The 2025 federal budget is not just a fiscal plan. It is a vision for the future. It reflects our commitment to building a country where every citizen, every community and every region can thrive. It shows that solidarity, responsibility and innovation are the foundation of Canadian progress. With this budget, our Liberal government is confirming its commitment to building a stronger, fairer and more sustainable Canada.

Together, let us continue to build a future where generations to come can live in prosperity, security and confidence.

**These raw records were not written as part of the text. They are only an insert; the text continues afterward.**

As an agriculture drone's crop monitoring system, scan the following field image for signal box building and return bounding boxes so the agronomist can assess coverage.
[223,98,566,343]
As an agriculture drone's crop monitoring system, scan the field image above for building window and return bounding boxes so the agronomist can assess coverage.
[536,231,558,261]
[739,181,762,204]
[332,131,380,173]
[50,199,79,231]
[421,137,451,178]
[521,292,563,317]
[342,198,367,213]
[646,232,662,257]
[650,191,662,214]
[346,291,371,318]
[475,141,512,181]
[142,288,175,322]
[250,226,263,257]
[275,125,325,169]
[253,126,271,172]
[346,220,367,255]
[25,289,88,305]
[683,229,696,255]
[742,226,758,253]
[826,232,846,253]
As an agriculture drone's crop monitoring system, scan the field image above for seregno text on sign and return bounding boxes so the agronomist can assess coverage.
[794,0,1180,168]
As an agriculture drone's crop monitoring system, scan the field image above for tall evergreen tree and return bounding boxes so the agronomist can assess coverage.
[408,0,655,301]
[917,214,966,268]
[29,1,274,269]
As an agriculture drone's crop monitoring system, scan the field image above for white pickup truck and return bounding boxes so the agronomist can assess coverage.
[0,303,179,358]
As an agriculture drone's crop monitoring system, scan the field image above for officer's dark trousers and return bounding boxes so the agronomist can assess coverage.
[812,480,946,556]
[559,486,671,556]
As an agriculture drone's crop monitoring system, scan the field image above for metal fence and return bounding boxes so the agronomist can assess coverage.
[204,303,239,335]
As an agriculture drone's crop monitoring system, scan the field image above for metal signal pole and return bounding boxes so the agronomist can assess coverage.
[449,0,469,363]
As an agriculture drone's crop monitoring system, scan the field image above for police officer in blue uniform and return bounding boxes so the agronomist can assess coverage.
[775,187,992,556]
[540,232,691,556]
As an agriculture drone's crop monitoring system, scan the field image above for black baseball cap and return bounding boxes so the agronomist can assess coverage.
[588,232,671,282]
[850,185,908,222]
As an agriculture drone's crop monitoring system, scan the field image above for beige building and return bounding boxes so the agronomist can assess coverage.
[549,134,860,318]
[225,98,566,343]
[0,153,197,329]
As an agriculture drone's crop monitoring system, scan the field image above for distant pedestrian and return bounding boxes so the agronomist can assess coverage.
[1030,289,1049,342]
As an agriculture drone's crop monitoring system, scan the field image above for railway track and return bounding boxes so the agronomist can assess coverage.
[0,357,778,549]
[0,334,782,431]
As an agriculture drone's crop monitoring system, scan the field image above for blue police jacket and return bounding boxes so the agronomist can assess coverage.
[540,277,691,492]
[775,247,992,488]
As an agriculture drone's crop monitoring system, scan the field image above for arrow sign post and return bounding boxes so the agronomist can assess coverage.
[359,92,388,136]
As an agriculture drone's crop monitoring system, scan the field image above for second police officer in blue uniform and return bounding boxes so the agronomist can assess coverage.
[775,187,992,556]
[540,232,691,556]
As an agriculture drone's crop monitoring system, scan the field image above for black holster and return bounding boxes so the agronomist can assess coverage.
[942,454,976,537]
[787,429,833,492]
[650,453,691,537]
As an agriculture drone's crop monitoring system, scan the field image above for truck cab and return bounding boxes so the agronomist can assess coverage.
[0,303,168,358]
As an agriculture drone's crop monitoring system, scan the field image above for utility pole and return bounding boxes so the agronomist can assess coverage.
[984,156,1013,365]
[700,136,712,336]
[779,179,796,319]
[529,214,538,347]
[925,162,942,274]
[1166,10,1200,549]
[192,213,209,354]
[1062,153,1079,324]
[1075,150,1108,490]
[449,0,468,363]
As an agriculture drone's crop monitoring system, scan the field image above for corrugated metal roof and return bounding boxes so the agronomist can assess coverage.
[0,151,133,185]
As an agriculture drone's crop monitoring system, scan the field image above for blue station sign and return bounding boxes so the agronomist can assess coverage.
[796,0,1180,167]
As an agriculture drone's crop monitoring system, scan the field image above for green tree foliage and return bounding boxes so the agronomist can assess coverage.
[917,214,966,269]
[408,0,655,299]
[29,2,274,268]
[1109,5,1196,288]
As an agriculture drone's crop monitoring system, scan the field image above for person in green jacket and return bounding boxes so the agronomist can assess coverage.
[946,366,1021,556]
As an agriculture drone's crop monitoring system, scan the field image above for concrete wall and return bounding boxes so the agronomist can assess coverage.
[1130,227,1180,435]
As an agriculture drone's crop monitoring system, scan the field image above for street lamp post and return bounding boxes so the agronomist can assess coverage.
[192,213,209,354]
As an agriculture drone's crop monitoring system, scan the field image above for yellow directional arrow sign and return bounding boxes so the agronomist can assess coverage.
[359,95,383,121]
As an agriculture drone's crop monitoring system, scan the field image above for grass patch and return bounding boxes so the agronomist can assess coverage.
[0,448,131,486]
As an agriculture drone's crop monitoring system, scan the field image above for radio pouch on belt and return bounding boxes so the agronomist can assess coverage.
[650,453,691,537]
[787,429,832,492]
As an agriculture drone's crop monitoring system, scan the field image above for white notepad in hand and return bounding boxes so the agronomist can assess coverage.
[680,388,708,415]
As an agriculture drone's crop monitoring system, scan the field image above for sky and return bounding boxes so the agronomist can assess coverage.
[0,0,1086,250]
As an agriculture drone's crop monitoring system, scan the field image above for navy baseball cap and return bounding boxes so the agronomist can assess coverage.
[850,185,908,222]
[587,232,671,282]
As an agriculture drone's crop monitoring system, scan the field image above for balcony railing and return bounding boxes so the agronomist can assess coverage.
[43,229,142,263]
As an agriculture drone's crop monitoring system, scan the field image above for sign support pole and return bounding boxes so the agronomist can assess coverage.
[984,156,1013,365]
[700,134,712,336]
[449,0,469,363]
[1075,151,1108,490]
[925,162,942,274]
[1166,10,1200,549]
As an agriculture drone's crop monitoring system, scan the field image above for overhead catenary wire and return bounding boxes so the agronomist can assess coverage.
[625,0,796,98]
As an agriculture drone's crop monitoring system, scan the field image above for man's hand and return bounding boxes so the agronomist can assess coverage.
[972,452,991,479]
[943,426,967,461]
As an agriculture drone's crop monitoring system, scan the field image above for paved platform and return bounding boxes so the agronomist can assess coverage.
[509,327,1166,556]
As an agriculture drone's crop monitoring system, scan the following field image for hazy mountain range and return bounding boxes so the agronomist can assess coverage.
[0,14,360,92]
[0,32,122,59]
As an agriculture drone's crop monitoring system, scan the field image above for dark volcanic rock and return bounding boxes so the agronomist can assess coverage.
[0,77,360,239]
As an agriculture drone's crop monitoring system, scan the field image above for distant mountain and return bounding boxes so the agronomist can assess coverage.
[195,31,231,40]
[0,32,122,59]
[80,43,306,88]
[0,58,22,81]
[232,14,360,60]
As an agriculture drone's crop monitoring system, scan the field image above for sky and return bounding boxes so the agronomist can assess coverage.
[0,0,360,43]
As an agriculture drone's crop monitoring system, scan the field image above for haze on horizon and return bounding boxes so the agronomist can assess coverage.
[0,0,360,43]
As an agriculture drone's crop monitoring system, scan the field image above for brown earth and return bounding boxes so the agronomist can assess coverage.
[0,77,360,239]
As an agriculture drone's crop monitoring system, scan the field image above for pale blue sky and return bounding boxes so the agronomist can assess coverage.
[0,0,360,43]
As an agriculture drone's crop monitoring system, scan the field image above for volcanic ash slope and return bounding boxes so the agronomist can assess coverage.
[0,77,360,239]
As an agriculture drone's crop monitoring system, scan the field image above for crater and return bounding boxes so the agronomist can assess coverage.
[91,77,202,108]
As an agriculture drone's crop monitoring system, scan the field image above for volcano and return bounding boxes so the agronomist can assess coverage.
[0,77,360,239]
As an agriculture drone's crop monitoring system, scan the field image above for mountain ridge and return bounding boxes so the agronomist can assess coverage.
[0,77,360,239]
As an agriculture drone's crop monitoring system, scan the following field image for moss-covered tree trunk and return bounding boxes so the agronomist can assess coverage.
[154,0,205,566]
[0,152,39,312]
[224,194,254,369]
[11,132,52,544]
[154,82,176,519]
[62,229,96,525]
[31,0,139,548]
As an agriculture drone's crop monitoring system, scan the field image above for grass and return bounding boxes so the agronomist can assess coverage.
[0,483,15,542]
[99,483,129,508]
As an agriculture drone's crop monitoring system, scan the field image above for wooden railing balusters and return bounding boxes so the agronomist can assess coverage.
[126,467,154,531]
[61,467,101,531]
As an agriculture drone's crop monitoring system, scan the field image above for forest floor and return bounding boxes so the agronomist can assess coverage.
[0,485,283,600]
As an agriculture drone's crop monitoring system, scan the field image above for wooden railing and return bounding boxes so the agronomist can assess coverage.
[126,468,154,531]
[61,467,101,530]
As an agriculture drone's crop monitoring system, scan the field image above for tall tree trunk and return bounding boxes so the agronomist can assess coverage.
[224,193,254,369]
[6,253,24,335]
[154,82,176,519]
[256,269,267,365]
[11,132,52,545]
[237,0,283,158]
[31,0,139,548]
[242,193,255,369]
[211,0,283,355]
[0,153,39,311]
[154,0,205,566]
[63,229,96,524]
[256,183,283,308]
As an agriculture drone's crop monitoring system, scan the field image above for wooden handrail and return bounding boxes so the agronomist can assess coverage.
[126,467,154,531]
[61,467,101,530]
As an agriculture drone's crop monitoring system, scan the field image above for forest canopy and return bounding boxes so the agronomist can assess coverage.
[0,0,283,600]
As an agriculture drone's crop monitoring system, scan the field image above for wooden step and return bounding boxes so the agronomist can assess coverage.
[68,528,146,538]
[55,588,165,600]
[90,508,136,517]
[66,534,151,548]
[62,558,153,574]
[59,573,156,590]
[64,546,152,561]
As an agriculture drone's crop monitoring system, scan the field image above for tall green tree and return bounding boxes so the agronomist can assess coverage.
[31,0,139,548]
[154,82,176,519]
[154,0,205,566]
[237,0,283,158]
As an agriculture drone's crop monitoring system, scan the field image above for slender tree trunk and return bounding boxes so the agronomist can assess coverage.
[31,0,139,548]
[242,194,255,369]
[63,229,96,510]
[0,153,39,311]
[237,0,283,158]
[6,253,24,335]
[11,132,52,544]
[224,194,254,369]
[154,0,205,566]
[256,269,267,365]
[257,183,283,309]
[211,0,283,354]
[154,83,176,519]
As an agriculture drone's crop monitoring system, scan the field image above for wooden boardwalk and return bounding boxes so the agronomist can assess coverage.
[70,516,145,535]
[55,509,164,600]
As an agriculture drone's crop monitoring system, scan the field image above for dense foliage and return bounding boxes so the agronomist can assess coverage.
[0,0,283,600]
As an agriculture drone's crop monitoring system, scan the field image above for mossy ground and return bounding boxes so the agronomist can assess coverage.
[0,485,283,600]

Financial Statement of Minister of FinanceThe BudgetGovernment Orders

5:45 p.m.

Bloc

Jean-Denis Garon Bloc Mirabel, QC

Mr. Speaker, earlier in the debate, my colleague from Montcalm explained that this budget represents a disengagement from health care funding because the health transfer could potentially increase more slowly than the costs of the system. In response, the member for Bourassa, the great intellectual, and the member for Trois‑Rivières, the great diplomat, shouted names at the member for Montcalm, saying that he was wrong. I know that my colleague from Montcalm knows that what he said is true, and he knows what disengagement is: it is when a transfer increases at a slower pace than the costs of the system. We know this because it gets taught in introductory CEGEP courses and university intro to economics courses.

I would like to know whether my colleague from Alfred-Pellan will explain to his colleagues why, technically speaking, this is a disengagement from health care. Does he perhaps think we should freeze the salaries of a couple of Liberal MPs for a couple of years to show them what happens when sums of money are not indexed?